Tétris, which creates commercial environments that are inspirational and sustainable, is deeply invested in defining what tomorrow’s workspaces will look like in our ever-changing society. JLL and Tétris have identified that we need to contend with how the agile reconfiguration of the workspace in the post-Covid world has led to a mounting tide of discarded office equipment and furniture that either languishes in storage, ends up on an over-supplied second-hand market, or worse – in landfill. In Tétris’s view, designers and artists play a critical role in imagining new possibilities that help shape what the future could be, which is why the company has invited a collective of leading creative minds to spotlight the issue and to prompt its own organisation and the broader industry to reconsider their role.

With Upcycle, the aim is to put bigger issues of sustainability and regenerative design under the spotlight in a creative way. A select group of local designers and artists, including members of Tétris’s own local and international teams, has been tasked with breathing new life into discarded office equipment and furniture pieces. With these thought-provoking pieces that will ignite conversation, Upcycle is set to be an intriguing affair.
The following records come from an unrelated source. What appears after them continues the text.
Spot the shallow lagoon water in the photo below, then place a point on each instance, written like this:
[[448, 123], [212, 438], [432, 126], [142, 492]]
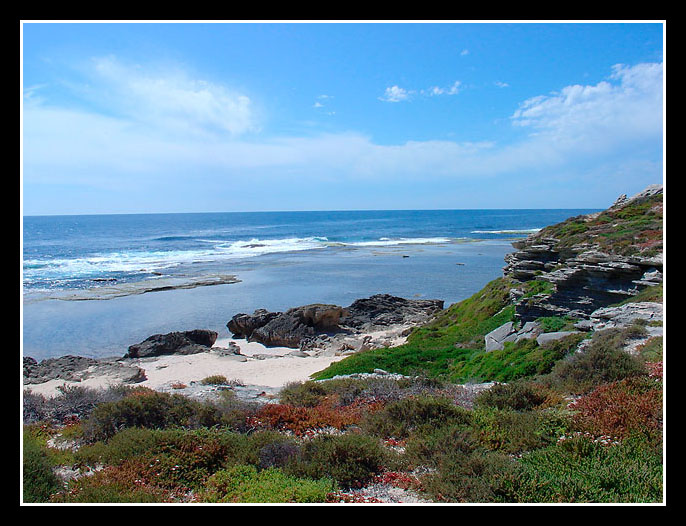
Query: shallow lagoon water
[[280, 259], [100, 328]]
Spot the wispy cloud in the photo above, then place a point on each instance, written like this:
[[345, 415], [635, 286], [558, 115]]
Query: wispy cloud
[[395, 94], [209, 137], [454, 89], [169, 99]]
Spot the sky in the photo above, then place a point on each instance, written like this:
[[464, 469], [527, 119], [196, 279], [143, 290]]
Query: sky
[[221, 117]]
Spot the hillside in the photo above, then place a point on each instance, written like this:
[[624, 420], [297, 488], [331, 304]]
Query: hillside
[[544, 386]]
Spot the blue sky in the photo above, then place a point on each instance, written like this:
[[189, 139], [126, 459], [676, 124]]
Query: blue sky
[[190, 117]]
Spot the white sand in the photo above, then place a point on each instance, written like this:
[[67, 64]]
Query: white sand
[[165, 370]]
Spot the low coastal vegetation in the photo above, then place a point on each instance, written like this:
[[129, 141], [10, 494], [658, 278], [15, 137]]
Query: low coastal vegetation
[[587, 428], [574, 418]]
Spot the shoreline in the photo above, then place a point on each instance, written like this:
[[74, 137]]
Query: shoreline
[[257, 368]]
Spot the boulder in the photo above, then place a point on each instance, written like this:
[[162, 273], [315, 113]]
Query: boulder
[[552, 336], [288, 329], [187, 342], [242, 325], [495, 339], [78, 368]]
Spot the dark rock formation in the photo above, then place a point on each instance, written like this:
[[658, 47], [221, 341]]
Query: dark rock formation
[[188, 342], [243, 325], [610, 260], [289, 328], [309, 322], [383, 310], [78, 368]]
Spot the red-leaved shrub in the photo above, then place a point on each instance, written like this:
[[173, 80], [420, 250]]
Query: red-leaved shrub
[[633, 405]]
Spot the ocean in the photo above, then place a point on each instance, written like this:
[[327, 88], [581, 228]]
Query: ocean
[[93, 285]]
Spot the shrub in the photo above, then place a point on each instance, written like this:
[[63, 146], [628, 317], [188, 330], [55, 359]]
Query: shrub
[[469, 476], [399, 419], [277, 454], [216, 379], [428, 445], [622, 408], [70, 401], [351, 459], [517, 432], [147, 408], [603, 361], [303, 394], [39, 481], [244, 483], [581, 470], [516, 360], [121, 484], [301, 420], [519, 396]]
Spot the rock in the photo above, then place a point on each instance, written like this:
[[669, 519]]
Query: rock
[[291, 327], [232, 350], [312, 327], [626, 315], [552, 336], [188, 342], [78, 368], [495, 339], [530, 330], [243, 325], [384, 310]]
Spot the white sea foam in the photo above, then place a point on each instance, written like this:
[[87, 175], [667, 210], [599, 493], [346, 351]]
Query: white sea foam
[[156, 261], [512, 231]]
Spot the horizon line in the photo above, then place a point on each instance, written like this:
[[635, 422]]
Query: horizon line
[[295, 211]]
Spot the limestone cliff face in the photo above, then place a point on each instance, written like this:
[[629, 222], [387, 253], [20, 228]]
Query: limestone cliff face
[[591, 261]]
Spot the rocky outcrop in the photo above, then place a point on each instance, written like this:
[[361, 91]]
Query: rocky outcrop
[[187, 342], [383, 310], [592, 261], [78, 368], [307, 323]]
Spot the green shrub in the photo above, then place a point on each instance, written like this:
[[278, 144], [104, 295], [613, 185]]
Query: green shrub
[[147, 408], [516, 431], [520, 395], [581, 470], [428, 445], [244, 483], [470, 476], [399, 419], [449, 339], [522, 359], [351, 460], [602, 361], [303, 394], [216, 379], [39, 481]]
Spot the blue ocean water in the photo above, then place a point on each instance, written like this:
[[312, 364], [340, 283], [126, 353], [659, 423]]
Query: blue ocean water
[[83, 275]]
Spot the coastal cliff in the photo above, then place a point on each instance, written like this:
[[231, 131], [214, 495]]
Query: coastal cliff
[[544, 386], [588, 262]]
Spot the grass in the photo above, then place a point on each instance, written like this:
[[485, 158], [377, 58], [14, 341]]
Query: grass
[[434, 348]]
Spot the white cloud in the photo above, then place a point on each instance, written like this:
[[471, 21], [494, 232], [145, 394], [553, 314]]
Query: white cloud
[[170, 99], [452, 90], [622, 109], [395, 94], [591, 124]]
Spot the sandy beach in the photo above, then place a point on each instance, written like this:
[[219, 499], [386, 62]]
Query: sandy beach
[[273, 369]]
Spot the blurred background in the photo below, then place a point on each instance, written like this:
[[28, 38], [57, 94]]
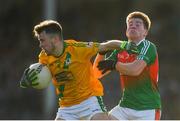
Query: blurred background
[[85, 20]]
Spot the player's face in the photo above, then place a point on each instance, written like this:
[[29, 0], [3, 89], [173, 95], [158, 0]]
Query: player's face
[[46, 43], [135, 29]]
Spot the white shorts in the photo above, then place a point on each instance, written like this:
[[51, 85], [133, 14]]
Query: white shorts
[[83, 111], [122, 113]]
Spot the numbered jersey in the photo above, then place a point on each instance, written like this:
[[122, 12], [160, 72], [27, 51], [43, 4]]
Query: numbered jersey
[[72, 72], [140, 92]]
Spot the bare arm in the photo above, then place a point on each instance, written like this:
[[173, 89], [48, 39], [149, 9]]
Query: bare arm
[[132, 69], [110, 45]]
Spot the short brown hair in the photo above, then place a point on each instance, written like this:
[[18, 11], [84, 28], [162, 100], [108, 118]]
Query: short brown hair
[[141, 15], [49, 26]]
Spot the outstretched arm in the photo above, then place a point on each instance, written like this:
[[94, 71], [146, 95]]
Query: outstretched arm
[[119, 45]]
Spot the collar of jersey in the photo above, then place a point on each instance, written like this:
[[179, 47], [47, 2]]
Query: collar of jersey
[[140, 42]]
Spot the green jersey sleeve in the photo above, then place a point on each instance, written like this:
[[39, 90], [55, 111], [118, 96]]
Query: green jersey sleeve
[[112, 56]]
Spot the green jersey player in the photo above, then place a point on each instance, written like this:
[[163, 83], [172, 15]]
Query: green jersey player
[[138, 73]]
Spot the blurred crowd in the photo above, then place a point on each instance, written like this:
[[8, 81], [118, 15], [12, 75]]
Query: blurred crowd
[[93, 20]]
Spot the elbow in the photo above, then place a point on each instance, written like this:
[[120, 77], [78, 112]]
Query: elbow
[[135, 72]]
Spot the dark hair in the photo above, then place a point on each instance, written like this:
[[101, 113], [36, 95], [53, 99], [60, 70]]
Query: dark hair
[[141, 15], [49, 26]]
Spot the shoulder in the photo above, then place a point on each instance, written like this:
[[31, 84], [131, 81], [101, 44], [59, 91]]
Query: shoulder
[[75, 43]]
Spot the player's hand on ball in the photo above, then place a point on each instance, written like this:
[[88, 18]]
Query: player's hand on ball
[[29, 78], [130, 47]]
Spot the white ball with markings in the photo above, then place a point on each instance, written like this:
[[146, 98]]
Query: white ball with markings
[[44, 75]]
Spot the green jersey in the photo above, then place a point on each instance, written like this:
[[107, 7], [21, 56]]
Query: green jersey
[[140, 92]]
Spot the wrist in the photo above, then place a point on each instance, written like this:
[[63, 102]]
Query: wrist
[[123, 45]]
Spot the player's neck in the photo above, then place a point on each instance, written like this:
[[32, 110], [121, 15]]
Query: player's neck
[[59, 49]]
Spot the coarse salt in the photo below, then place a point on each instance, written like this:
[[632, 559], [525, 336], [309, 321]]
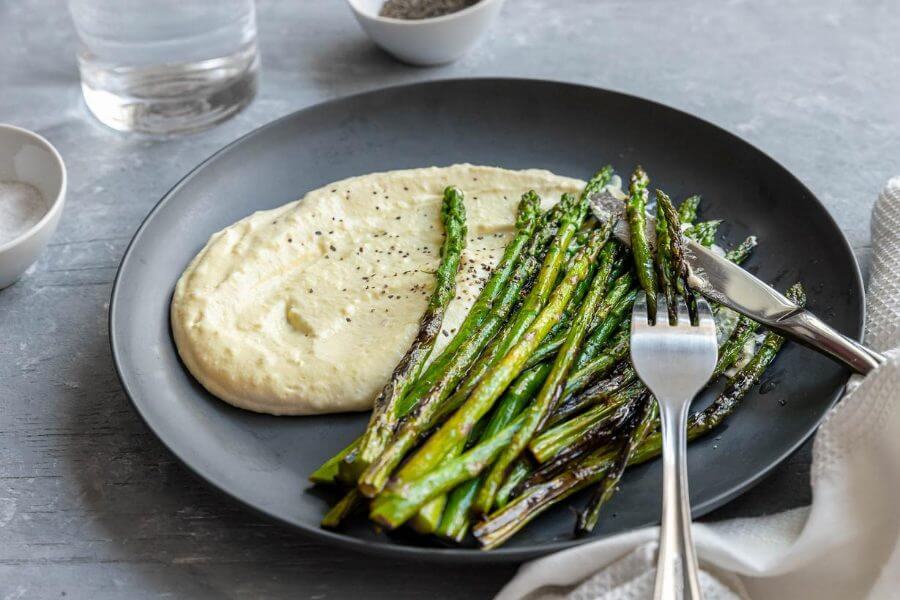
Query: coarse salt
[[21, 206]]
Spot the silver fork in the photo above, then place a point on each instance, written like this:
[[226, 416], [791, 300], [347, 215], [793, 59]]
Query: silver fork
[[674, 361]]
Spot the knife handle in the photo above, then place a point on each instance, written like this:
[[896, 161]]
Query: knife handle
[[806, 328]]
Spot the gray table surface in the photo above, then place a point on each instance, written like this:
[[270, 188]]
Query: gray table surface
[[93, 506]]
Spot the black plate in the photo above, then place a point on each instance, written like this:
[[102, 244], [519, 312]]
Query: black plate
[[263, 461]]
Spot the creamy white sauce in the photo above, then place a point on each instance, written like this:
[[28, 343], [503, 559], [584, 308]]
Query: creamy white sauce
[[308, 307]]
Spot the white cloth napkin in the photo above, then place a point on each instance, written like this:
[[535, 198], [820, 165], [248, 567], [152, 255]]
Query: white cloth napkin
[[845, 546]]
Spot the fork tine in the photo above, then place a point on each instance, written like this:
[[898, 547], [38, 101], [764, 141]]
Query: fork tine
[[662, 310], [639, 314], [684, 316]]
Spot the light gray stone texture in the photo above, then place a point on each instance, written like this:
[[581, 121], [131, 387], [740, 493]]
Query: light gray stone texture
[[93, 506]]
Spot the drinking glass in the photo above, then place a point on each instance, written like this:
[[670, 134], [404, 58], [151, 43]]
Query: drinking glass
[[166, 66]]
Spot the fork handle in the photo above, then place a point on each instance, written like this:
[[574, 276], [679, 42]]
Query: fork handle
[[676, 567]]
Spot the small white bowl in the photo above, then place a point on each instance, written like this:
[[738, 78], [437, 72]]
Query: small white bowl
[[426, 42], [27, 157]]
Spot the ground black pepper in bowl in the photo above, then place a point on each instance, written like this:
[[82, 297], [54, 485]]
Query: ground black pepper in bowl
[[422, 9]]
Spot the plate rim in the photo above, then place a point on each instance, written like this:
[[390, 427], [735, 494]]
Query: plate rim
[[456, 555]]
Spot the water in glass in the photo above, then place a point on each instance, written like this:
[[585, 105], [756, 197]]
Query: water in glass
[[166, 66]]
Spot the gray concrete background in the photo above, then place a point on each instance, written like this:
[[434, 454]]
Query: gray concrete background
[[92, 506]]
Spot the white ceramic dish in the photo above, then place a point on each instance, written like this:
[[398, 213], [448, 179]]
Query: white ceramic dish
[[426, 42], [27, 157]]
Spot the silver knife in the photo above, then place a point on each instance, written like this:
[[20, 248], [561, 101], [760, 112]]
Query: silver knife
[[724, 282]]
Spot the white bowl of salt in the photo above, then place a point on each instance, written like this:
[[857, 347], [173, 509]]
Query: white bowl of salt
[[32, 194]]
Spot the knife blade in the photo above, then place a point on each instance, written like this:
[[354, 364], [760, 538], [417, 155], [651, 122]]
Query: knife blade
[[724, 282]]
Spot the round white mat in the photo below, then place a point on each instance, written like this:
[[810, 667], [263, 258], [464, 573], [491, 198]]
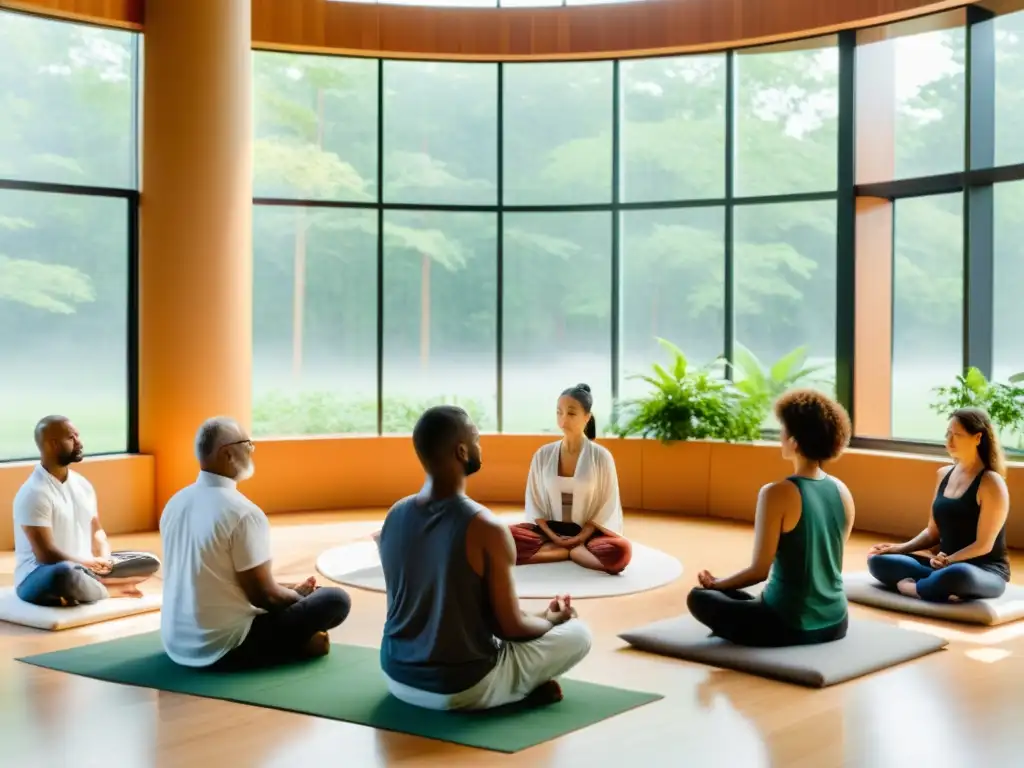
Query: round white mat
[[357, 564]]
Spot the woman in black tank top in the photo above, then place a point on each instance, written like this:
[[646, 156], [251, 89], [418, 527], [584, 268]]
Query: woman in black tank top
[[967, 524]]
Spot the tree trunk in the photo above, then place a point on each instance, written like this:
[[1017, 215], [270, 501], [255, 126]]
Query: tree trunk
[[299, 263], [424, 311], [425, 300], [298, 293]]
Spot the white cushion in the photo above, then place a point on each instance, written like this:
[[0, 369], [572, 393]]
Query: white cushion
[[15, 610], [862, 588]]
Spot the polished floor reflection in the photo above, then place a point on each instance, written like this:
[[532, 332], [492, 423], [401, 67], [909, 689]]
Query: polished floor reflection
[[961, 707]]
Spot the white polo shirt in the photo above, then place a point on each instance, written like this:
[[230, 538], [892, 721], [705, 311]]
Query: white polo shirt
[[209, 532], [67, 508]]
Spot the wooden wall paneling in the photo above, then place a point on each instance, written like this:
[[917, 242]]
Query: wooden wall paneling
[[123, 13]]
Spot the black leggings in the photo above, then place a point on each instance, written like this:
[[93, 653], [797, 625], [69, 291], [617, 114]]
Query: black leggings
[[962, 580], [742, 619], [281, 636]]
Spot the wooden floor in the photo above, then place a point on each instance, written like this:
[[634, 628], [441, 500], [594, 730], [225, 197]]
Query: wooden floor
[[961, 707]]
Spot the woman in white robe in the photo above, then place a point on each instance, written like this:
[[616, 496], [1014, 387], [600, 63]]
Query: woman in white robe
[[572, 507]]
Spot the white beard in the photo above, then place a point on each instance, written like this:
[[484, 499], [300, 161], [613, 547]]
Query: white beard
[[246, 472]]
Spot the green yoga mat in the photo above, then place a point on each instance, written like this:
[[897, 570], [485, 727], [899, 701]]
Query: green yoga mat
[[346, 684]]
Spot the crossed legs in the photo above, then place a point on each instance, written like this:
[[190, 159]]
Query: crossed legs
[[957, 582], [522, 670], [69, 584], [741, 619], [293, 633], [600, 552]]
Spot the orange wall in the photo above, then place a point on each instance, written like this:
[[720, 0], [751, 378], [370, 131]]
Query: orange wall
[[124, 487], [893, 491]]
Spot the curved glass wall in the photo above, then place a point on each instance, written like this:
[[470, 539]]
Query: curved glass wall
[[489, 233], [68, 206]]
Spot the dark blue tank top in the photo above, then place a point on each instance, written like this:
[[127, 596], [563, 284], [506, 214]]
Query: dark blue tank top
[[438, 634], [956, 520]]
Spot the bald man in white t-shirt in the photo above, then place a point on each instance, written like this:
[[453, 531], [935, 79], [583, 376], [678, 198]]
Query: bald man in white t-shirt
[[222, 605], [61, 554]]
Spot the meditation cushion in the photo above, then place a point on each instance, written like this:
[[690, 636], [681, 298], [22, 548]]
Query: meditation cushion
[[868, 646], [863, 588], [15, 610]]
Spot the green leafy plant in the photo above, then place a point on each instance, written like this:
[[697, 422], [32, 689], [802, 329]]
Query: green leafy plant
[[1004, 402], [687, 403], [766, 383]]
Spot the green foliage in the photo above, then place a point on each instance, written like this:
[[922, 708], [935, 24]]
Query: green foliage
[[688, 403], [1004, 402], [766, 383], [53, 288], [322, 413]]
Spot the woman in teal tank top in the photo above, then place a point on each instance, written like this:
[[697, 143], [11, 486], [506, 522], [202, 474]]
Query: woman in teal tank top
[[801, 528]]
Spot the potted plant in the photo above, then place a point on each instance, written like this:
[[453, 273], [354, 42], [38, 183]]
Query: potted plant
[[686, 402], [1004, 402]]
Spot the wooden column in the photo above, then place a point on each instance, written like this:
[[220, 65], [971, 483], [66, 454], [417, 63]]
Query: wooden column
[[196, 236]]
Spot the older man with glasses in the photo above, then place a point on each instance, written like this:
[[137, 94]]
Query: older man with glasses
[[221, 605]]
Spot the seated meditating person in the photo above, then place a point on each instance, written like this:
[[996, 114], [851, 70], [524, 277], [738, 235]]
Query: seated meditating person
[[967, 524], [61, 554], [455, 637], [801, 525], [222, 606], [572, 506]]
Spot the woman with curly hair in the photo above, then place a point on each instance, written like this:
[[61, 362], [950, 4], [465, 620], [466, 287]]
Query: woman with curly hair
[[968, 523], [801, 526]]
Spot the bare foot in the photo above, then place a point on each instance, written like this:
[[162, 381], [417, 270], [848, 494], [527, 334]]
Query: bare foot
[[125, 590], [546, 693], [317, 645], [907, 587]]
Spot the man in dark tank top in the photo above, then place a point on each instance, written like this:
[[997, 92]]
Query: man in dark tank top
[[455, 637]]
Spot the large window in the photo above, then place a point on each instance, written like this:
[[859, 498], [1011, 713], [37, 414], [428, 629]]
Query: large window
[[673, 128], [786, 119], [673, 287], [439, 327], [785, 289], [1008, 346], [557, 314], [489, 235], [928, 310], [1009, 44], [440, 133], [910, 96], [557, 130], [68, 100], [314, 321]]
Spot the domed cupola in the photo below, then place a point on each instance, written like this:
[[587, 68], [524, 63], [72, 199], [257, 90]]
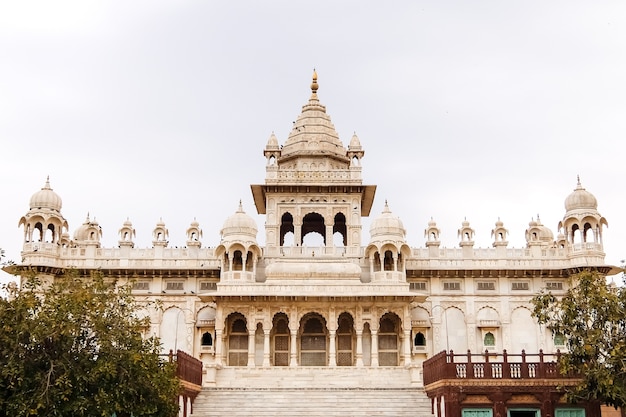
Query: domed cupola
[[582, 223], [387, 227], [538, 235], [46, 199], [355, 151], [88, 233], [44, 222], [580, 199], [313, 135], [126, 234], [194, 234], [272, 150], [239, 227], [499, 234]]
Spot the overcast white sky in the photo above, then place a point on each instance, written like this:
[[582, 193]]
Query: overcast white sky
[[161, 109]]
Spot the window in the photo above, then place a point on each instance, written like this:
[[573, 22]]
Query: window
[[524, 412], [559, 340], [207, 339], [477, 412], [490, 339], [486, 286], [208, 286], [417, 286], [517, 286], [141, 286], [175, 286], [451, 286], [554, 285], [569, 412]]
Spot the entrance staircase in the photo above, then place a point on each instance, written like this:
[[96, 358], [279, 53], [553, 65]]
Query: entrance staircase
[[312, 392]]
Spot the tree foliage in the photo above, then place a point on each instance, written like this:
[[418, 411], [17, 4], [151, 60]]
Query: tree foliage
[[74, 347], [591, 317]]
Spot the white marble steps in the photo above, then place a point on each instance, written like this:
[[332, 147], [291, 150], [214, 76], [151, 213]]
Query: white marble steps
[[312, 402], [313, 377]]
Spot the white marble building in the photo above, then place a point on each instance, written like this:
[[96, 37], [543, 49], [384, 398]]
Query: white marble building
[[342, 305]]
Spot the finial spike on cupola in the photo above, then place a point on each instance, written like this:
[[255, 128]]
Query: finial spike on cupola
[[314, 85]]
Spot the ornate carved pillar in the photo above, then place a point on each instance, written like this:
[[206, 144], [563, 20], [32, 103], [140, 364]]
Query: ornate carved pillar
[[219, 343], [266, 347], [329, 236], [359, 347], [251, 347], [297, 234], [332, 351], [374, 347], [294, 348], [407, 346]]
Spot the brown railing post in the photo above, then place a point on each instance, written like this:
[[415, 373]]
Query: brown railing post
[[541, 372], [524, 365], [506, 366]]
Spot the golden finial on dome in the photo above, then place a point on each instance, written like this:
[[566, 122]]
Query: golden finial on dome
[[314, 85]]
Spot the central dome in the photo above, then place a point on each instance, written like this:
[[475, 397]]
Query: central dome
[[46, 198], [387, 225], [313, 133], [239, 224], [580, 199]]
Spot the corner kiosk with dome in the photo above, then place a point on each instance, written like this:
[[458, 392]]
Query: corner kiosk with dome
[[339, 316]]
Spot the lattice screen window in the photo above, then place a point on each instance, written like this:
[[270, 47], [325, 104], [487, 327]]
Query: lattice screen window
[[417, 286], [387, 343], [174, 286], [281, 343], [344, 341], [569, 412], [208, 286], [477, 412], [238, 343], [313, 343]]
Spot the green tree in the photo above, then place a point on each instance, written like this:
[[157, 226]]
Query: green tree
[[591, 317], [74, 347]]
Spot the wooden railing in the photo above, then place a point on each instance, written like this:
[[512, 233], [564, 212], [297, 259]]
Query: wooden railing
[[491, 365], [188, 368]]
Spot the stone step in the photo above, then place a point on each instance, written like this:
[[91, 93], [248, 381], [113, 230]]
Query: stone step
[[323, 377], [316, 402]]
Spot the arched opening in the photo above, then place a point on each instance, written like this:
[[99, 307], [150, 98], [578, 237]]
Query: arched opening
[[419, 340], [313, 240], [345, 340], [367, 344], [259, 340], [490, 340], [388, 340], [280, 340], [313, 340], [237, 340], [586, 229], [340, 231], [207, 339], [377, 264], [313, 223], [388, 261], [286, 226], [38, 232], [50, 236], [576, 234], [249, 261], [237, 261]]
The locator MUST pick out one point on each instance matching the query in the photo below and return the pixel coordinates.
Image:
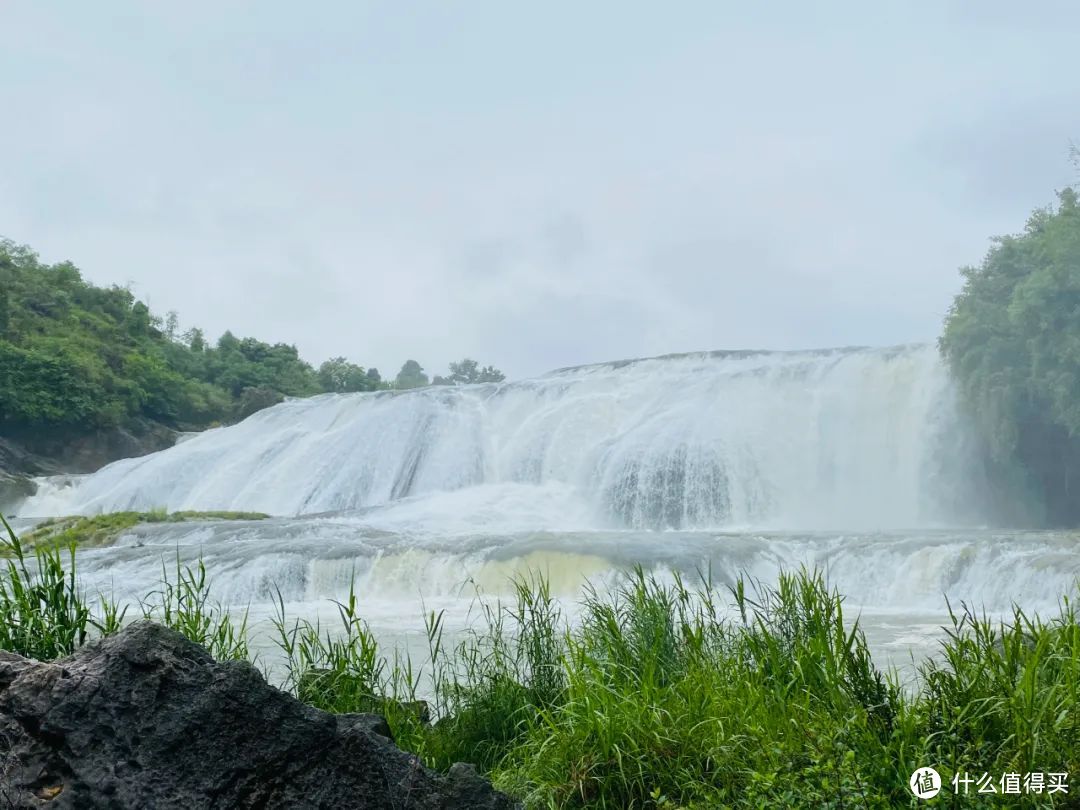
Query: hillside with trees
(80, 360)
(1012, 339)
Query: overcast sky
(535, 185)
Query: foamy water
(739, 463)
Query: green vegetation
(467, 373)
(78, 356)
(652, 699)
(44, 615)
(463, 373)
(1012, 339)
(98, 530)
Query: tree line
(78, 355)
The select group of local designers and artists include:

  • Congolese artist Patrick Bongoy
  • Sisters Viveka and Rucita Vassen of Ananta Design Studio
  • Nisha and Justus van der Hoven of Hoven Design
  • Laurie Wiid of Wiid Design
  • Amaury Watine, who is the Creativity and Innovation Director Tétris EMEA
  • Adrian Davidson, Design Director Tétris EMEA, as well as two Senior Interior Designers from Tétris South Africa, Helen Wentzel and Tshepiso Lesufi.

The exhibition will be open to the public at Makers Landing at V&A Waterfront from 19 to 20 April 2024. On Friday 19 April, design students will be welcomed for a special student-focused day, and on Saturday 20 April there will be a free curated walkabout with the artists and designers at 11h00.